Psychiatrists in the valley say the disability takes toll a on the mental health of the victim.

“The victims who come out of disability are finally able to cope with the impact of trauma. However, the persons who remain with disability develop trauma and Post Traumatic Stress Disorder (PTSD). In most of the cases, we have seen clinically significant depression in these victims," a psychiatrist from Government Medical College Srinagar told ScoopWhoop on the condition of anonymity.

"This leads to more disability. Since most of them remain confined to their homes, their interaction with society is zero. It furthers the sense of trauma," the psychiatrist said.

According to the psychiatrist, the problem is compounded if the victim is young and belongs to the lower socio-economic class.

The injured being taken to hospital | Source: AFP

“Most of these victims are sole bread winners and means of support for the family. Due to this situation, they are caught in a vicious cycle of poverty, depression and trauma,” he said.

Amir's story is repeating itself in many homes across the valley in 2016.

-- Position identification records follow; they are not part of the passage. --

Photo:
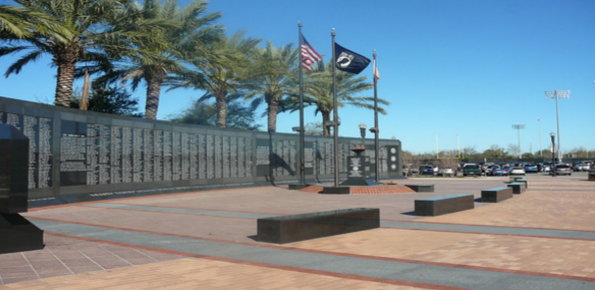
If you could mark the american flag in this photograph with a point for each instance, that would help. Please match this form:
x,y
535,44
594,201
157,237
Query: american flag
x,y
309,56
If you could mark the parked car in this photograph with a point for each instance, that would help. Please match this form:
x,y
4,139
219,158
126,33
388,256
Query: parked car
x,y
530,167
498,171
517,170
426,169
447,172
547,167
582,166
563,169
471,169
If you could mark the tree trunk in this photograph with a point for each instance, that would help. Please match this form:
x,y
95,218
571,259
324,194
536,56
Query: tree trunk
x,y
153,92
221,110
65,60
273,109
326,119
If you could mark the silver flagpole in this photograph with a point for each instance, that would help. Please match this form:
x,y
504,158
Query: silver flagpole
x,y
376,141
302,137
335,117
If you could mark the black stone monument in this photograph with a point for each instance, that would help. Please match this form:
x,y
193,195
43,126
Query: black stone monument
x,y
358,167
16,233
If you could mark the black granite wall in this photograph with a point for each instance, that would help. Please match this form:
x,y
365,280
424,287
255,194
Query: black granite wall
x,y
79,156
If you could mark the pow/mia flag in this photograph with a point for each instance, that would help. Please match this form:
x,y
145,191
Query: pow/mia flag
x,y
349,61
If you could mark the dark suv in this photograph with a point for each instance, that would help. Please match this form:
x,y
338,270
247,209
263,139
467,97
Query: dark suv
x,y
471,169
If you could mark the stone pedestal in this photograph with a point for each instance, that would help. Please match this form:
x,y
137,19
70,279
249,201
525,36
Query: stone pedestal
x,y
16,233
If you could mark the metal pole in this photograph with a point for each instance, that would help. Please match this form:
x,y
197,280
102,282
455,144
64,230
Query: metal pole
x,y
553,168
335,117
565,94
376,141
459,146
519,143
302,137
558,123
519,127
540,151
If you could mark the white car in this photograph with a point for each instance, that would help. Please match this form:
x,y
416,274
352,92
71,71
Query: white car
x,y
447,172
516,171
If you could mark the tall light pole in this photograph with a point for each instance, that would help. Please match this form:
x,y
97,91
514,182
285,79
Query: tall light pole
x,y
459,145
553,168
540,152
519,127
563,94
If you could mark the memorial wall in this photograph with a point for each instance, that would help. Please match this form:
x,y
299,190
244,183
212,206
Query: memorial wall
x,y
80,156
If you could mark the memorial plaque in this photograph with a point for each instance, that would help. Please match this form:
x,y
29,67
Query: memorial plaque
x,y
193,145
39,132
148,156
233,157
176,166
116,155
225,157
263,159
137,154
218,156
185,156
158,155
73,153
103,138
249,156
202,156
126,155
92,156
210,157
167,156
242,170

Following the wave of mass protests that erupted after the killing of Hizbul Mujahideen commander Burhan Muzaffar Wani on July 8, more than 200 cases of pellet victims have been admitted and treated at the Shri Maharaja Hari Singh Hospital in Srinagar.

“No one has assured me. Doctors can at least give 5 per cent guarantee that I will see again but they are not saying anything,” 19-year-old Aalim Ahmad from Srinagar’s Narbal area said.

Aalim, who was working as a labourer to support his family, has already undergone two surgeries in his left eye. His right eye is fine except for a shadowy haze he sees when he looks at faraway objects. He claims he was hit by pellets after joining a protest against security forces over their alleged ill-treatment of a physically challenged person.

“Since then I am half blind. I had thought that I will take care of my father. Now he has to take care of me. It’s painful,” he said.